Sanksi internasional semakin menyengsarakan rakyat Palestina, yang sejatinya sudah tertindas sejak berdekade-dekade akibat penjajahan Israel. Turbulensi yang mendera otoritas Palestina itu baru berakhir setelah 2017, yakni ketika “pemerintahan bersatu” dibentuk.
Siapakah Hamas yang kemenangan demokratisnya dalam pemilihan umum justru membuat “resah” negara-negara superpower dan bahkan PBB? Hamas adalah nama singkatan untuk Harakatu al-Muqawwamah al-Islamiyah.

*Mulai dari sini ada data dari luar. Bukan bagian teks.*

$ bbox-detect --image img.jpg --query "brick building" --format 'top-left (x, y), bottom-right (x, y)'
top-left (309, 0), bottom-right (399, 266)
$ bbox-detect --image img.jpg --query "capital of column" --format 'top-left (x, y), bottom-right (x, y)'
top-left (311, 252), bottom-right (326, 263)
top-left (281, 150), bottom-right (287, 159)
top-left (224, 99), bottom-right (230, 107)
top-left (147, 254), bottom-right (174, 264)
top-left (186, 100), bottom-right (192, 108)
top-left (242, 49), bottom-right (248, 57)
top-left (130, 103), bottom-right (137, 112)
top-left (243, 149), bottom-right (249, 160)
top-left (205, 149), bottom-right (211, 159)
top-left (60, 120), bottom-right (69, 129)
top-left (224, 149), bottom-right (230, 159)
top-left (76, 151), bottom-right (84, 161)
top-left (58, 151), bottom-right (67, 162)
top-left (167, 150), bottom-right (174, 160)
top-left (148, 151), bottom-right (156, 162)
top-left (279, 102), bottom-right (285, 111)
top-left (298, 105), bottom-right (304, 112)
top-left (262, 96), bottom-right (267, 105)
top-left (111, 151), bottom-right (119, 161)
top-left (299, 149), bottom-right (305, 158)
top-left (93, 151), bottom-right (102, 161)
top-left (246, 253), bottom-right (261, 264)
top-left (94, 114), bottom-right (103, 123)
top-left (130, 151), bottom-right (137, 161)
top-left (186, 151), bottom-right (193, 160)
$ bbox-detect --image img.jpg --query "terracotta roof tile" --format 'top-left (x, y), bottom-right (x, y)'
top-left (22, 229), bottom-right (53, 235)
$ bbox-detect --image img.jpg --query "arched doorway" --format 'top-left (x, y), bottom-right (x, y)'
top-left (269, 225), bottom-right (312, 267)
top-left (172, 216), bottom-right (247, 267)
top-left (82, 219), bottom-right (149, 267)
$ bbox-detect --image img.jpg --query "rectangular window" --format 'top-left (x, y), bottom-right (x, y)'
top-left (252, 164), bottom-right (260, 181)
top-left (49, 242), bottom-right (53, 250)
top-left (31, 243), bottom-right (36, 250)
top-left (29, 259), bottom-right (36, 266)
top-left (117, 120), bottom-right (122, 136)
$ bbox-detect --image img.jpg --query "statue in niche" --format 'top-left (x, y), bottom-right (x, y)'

Resminya, gerakan ini didirikan Syekh Ahmad Ismail Hasan Yasin bersama enam orang sahabat sekaligus anak didiknya. Keenamnya adalah Dr Ibrahim al-Bazuri, Muhammad Syam’ah, Abdul Fatah Dakhan, Dr Abdul Aziz ar-Rantisi, Isa an-Nasyar, dan Shalah Syahadah.
Ahmad Ismail Hasan Yasin sendiri merupakan seorang aktivis Ikhwanul Muslimin (IM) sebelum dirinya menginisiasi pembentukan Hamas. Syekh Ahmad Yasin—demikian sapaan akrabnya—adalah anggota IM cabang Palestina di Gaza. Namun, awal keterlibatannya dengan organisasi bentukan Hasan al-Banna itu lebih sebagai “ketaksengajaan.”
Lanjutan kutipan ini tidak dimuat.